Kaygı, her bireyin hayatının bir döneminde yaşadığı ortak bir duygudur. Kaygılı olduğumuzda bedenlerimiz, algılanan tehditle başa çıkmamıza yardımcı olacak bir dizi fizyolojik tepkiye maruz kalır. Anksiyetenin en yaygın belirtilerinden biri iştah kaybıdır. Peki bu neden oluyor? Bu yazıda kaygılı olduğumuzda neden iştahımızı kaybettiğimizin biyolojik açıklamasını araştıracağız.
Bu olgunun temelinde vücudun savaş ya da kaç tepkisi olarak da bilinen stres tepki sistemi yer alır. Gerçek ya da hayali bir tehdit algıladığımızda, bedenlerimiz bizi tehditle savaşmaya ya da ondan kaçmaya hazırlamak amacıyla kortizol ve adrenalin de dahil olmak üzere bir dizi hormon salgılar. Bu hormonlar vücudumuzda kalp atış hızının artması, hızlı nefes alma ve kasların gerilmesi gibi bir takım değişiklikleri tetikler ve bunların hepsi algılanan tehlikeden kurtulmamıza yardımcı olmayı amaçlar.

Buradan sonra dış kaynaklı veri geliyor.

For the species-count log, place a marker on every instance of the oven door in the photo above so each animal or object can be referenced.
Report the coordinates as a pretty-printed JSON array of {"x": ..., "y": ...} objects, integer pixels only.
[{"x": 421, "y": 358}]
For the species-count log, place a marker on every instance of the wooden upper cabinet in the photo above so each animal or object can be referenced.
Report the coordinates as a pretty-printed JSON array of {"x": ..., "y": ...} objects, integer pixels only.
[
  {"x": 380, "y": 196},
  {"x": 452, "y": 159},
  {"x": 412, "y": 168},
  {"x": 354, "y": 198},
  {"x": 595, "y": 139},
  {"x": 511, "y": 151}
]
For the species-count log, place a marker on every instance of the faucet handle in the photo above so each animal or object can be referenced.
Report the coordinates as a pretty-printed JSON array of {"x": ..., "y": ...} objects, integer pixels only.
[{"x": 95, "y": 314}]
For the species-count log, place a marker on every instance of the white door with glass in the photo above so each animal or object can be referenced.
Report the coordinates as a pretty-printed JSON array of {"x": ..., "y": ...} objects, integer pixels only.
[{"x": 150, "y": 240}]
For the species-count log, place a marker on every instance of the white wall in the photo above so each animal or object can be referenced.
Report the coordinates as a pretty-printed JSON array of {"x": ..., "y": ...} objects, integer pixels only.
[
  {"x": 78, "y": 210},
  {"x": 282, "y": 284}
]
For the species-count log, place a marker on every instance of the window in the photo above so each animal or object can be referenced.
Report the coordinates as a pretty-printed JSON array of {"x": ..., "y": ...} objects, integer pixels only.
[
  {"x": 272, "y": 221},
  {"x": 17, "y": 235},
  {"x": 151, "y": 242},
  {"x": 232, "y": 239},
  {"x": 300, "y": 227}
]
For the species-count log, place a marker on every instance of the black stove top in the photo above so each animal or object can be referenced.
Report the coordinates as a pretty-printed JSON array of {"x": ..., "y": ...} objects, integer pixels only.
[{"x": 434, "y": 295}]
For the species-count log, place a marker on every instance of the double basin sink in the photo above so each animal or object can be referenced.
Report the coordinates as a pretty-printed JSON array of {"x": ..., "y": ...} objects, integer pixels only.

Bu stres hormonlarının etkilerinden biri de iştahın bastırılmasıdır. Bu, tehlike zamanlarında hayatta kalmayı önceliklendirmek için geliştirilmiş koruyucu bir mekanizmadır. Kaygılı bir durumda olduğumuzda, vücudumuz, ister fiziksel bir tehlike ister duygusal bir stres etkeni olsun, tehdide yanıt vermeyi kendimizi beslemekten daha öncelikli hale getirir. İştahın bu şekilde bastırılması, vücudun enerji tasarrufu yapmasına ve ister savaşmak, kaçmak, ister stres etkeniyle başa çıkmak olsun, eldeki acil göreve odaklanmasına olanak tanır.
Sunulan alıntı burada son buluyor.